PDoS attacks are the next generation of Distributed Denial of Service (DDoS) attacks—which temporarily disable operations—and aim for permanent destruction. In a PDoS attack, hackers’ goals include destroying physical equipment and structures, disabling services, and/or wiping out data. For global mining companies in the early stages of harnessing big data, losing seismic and reserves data would be damaging to their ongoing operations.
While the rapid acceleration and adoption of new technology will be instrumental in bolstering mining’s future, it will also be the sector’s Achilles heel when it comes to cybersecurity. The industrial control system, the central hub controlling a mine’s automated operations, could serve as the hacker’s point of entry into the mine’s remote
operating controllers and connected devices. Damage and disruption to automated equipment could also jeopardise the safety of workers in the mines—as many of the systems in place are designed to monitor and
detect dangerous conditions.
COAL STRIPPED OF SOME POWER
By 2020, renewables will account for one-quarter of the world’s electricity generation as dependence on coal wanes.

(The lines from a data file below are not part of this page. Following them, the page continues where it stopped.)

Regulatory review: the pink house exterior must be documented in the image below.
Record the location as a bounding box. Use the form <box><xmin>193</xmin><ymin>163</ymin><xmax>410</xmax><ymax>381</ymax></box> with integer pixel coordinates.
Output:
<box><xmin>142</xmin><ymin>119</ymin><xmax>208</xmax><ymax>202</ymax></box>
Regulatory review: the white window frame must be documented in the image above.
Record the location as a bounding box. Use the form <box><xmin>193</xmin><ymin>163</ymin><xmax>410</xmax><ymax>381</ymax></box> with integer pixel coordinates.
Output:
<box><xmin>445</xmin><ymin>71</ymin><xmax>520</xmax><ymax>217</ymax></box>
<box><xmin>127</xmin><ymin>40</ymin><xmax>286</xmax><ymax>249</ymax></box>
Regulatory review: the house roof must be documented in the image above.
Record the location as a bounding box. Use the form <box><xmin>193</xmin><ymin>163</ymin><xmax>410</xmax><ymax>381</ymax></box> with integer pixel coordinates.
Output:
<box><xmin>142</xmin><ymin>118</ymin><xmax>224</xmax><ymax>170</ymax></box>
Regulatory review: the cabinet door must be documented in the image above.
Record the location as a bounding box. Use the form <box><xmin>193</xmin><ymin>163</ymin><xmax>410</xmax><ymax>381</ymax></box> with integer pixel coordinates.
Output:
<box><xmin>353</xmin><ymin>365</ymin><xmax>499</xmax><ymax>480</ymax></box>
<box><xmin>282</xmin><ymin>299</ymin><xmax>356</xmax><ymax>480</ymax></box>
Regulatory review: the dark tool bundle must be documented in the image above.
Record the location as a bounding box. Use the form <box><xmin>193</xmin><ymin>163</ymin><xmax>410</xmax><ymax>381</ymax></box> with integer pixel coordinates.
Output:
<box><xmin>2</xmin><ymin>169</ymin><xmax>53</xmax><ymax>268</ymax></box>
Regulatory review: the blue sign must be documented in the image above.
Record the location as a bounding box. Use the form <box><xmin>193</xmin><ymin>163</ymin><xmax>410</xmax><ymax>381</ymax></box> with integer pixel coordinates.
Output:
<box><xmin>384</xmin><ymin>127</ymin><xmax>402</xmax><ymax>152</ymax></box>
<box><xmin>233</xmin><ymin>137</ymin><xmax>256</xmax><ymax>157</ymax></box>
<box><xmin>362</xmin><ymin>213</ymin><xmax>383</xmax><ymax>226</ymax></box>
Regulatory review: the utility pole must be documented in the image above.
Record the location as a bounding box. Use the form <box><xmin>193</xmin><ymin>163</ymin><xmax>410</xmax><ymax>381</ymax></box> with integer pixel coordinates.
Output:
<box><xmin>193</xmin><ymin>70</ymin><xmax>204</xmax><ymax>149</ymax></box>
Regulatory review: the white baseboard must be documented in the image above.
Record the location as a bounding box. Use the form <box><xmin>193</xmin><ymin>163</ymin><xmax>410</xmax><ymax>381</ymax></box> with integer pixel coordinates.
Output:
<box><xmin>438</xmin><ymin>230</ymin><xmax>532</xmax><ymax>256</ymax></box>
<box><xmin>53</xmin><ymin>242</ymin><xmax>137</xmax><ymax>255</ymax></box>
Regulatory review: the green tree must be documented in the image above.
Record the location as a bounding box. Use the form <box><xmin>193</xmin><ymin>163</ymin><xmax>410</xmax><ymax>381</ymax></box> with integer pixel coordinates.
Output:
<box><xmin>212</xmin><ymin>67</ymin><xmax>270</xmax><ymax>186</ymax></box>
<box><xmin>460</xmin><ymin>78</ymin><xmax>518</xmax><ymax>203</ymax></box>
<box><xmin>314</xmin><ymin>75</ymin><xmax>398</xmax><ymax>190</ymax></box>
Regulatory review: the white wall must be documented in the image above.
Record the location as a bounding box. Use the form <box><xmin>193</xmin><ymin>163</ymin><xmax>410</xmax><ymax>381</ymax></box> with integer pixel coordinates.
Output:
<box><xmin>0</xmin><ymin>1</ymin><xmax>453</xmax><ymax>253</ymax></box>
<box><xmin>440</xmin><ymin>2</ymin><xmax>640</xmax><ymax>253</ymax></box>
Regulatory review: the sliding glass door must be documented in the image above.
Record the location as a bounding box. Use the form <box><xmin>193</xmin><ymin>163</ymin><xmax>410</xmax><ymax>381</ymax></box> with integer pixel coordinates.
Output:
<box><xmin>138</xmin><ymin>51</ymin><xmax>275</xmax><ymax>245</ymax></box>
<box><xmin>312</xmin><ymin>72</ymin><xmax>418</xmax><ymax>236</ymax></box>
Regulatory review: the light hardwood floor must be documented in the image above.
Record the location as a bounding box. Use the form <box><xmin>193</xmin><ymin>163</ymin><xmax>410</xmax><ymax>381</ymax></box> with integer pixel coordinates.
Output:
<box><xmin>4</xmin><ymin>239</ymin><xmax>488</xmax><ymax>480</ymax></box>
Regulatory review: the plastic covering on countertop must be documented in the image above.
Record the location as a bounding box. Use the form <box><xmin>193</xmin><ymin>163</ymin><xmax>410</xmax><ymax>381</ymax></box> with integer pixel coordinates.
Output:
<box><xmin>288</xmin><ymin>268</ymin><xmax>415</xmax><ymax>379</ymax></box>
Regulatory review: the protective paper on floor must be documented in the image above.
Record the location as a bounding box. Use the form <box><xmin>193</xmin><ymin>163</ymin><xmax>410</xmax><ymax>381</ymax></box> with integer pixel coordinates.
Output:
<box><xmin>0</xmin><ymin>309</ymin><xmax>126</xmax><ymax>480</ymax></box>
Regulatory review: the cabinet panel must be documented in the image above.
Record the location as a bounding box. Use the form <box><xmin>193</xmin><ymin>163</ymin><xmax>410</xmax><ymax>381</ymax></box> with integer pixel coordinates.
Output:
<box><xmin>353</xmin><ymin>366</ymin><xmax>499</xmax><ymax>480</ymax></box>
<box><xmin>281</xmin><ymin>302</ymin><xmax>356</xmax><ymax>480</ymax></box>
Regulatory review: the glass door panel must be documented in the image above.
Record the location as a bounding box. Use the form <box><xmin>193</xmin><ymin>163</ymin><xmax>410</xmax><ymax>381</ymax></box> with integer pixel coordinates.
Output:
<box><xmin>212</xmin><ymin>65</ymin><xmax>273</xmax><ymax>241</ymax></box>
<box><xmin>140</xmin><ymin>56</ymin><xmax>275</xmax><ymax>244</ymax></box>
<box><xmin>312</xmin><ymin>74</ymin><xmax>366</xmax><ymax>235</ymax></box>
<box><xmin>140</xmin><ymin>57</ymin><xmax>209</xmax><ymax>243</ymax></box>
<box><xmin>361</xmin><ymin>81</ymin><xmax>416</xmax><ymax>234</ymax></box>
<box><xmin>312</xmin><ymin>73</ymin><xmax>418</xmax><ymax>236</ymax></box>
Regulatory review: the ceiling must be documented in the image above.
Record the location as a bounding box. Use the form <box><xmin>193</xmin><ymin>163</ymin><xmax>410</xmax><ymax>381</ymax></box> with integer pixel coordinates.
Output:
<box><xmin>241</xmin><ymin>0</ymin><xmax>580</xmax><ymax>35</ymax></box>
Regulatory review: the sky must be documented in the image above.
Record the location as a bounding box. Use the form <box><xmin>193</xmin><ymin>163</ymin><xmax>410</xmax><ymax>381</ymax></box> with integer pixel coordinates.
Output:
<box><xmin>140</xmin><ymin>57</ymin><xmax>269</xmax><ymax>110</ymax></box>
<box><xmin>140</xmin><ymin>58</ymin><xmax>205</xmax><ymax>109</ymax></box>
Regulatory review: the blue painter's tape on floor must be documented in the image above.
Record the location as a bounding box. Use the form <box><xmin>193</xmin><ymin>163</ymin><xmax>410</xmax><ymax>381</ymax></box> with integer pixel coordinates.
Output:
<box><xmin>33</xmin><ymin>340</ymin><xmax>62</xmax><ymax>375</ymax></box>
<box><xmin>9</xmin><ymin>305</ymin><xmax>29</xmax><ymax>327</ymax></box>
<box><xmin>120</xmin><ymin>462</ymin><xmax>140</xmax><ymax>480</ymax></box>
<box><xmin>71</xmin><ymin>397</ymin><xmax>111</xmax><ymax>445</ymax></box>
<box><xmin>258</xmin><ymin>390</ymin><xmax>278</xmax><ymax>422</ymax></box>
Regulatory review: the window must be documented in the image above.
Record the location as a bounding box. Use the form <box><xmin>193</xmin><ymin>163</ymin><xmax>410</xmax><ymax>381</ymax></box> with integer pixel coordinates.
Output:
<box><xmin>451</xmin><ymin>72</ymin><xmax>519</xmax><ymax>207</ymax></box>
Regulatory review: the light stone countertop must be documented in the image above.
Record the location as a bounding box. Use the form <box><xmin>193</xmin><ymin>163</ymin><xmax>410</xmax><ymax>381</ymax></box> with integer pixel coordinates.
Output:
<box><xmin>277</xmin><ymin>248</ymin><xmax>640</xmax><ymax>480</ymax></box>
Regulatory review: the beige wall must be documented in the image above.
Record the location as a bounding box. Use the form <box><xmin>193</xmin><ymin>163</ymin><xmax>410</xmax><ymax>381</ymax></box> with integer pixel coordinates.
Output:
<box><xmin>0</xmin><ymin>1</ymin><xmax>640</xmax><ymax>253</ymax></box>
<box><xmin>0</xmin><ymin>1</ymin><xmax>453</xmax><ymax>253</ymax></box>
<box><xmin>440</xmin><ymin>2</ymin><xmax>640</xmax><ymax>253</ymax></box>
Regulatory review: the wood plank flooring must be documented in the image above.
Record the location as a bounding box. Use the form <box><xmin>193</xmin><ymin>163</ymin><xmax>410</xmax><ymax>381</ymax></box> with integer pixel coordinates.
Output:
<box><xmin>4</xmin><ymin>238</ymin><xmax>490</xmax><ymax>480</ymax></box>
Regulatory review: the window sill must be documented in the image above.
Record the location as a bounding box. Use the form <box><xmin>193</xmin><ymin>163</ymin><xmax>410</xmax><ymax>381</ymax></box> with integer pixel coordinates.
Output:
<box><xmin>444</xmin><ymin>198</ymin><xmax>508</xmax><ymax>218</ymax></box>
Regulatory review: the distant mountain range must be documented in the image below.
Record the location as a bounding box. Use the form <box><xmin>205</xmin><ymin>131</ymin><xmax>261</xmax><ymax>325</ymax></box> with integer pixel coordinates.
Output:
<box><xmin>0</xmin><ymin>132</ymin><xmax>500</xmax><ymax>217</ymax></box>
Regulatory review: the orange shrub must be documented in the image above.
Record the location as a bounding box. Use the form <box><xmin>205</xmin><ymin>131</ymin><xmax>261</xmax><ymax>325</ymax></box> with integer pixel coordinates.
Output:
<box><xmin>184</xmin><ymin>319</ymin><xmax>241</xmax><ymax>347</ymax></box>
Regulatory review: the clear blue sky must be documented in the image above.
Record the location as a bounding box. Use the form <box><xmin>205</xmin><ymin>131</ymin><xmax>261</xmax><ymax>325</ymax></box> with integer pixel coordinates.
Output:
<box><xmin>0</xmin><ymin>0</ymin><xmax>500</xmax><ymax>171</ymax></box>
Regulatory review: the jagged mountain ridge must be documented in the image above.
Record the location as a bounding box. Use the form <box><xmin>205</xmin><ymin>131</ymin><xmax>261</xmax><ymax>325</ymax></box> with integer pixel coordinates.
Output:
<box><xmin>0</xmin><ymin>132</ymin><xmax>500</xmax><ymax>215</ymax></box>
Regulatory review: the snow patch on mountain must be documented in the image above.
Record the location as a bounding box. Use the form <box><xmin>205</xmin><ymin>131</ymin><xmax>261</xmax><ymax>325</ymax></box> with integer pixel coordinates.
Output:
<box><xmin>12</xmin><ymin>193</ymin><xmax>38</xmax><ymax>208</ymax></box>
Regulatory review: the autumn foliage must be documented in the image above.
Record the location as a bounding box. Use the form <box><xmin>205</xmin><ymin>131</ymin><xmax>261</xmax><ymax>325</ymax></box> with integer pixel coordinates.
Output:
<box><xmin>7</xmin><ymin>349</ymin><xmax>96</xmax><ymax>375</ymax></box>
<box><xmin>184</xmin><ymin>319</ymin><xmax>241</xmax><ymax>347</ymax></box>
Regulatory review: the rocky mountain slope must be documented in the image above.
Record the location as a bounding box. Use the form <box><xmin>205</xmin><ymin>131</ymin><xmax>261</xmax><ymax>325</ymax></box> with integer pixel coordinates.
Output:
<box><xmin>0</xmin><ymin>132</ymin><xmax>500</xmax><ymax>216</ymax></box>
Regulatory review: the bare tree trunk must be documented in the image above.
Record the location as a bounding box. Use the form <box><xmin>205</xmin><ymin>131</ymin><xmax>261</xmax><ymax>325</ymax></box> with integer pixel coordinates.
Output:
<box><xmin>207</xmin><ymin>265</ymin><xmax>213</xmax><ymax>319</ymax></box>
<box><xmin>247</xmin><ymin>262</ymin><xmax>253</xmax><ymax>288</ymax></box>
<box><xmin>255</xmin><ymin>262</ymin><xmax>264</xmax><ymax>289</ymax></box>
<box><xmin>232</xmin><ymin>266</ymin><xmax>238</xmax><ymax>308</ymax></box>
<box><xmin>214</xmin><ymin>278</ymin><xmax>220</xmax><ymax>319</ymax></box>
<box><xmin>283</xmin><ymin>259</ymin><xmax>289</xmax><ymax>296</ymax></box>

Decreased coal consumption in China—the world’s largest coal consumer—is slowing global demand for the commodity. According to the International Energy Agency, global coal consumption decreased about 2 percent last year. In confluence with the rapid growth of renewables, the world’s energy mix is set for a shakeup. By 2020, we predict that renewables will grow to account for one-quarter of the world’s electricity generation as dependence on coal wanes.
Mining plays an integral behindthe-scenes role in developing renewable energy. Electric vehicles, wind turbines, and solar panes rely on minerals like aluminium, copper, lithium, and various emerging, rare metals. Powered y new technology, deep-sea mining is allowing mining companies to tap into previously inaccessible reserves of copper, nickel, and cobalt, among others, beneath the ocean floor to fuel increased demand for these minerals.
In 2019, Nautilus Minerals, a Canadian mining firm, is set to launch one of the first large deep-sea mining ventures in the Bismarck Sea with the aid of remote-controlled robots. The excursion is forecast to produce more than 72,500 metric tons of copper and more than 4.5 metric tons of gold. The International Seabed Authority, a United Nations regulatory body, has granted 25 contracts to nations including China, India, Japan, and Brazil to embark on similar deep-sea mining projects.
By 2020, further advancements will be made to overcome one of renewables’ largest hurdles: energy storage. The world’s largest lithium ion battery—built by Elon Musk in November 2017—is a 100-milliwatt (MW) battery storage farm located in Australia. Come 2020, the capacity of energy storage is likely to evolve well beyond 100MW, solidifying renewables’ role in the world’s energy mix.
AN ARSENAL OF AUTOMATION BOOSTS PROFITABILITY
IoT IN MINING
Global mining companies leveraging Internet-connected sensors and automated drillers in mines will decrease their per ton digging costs by more than 30 percent.
In an environment of subdued commodity prices, the value of harnessing technology is clear. Mining companies’ end consumers closely monitor the price of commodities and are sensitive to the slightest uptick. For automakers, for example, steel is a significant expense on their books. When multiplied by a few thousand metric tons, a variance of a few cents on steel price could incentivise automakers to find a new supplier. Global demand is not expected to wane. In fact, steel and mining company ArcelorMittal forecasts a 36 percent increase to automakers’ global demand for steel by 2020. However, which global mining companies win that business is up for debate.
Tapping into new technology is key to streamlining operations, reducing expenditure, and enabling companies to keep their prices competitive. The International Institute for Sustainable Development estimates driverless technology, for instance, increases mining output by 15 to 20 percent, while decreasing fuel and maintenance costs by 10 to 15 percent and 8 percent, respectively. Self-driving trucks are just the tip of the iceberg. Global
mining companies that digitise nearly all their drilling—relying on a combination of automated drillers and Internet-connected sensors—will recognise far more significant savings. By 2020, we predict global mining companies’ per ton digging costs will decrease by more than 30 percent because of automation.
These savings factor in reduced labour costs, increased output, a decrease in the number of safety incidents, and companies’ ability to enhance decision-making capabilities leveraging the vast amount of data collected by smart mines.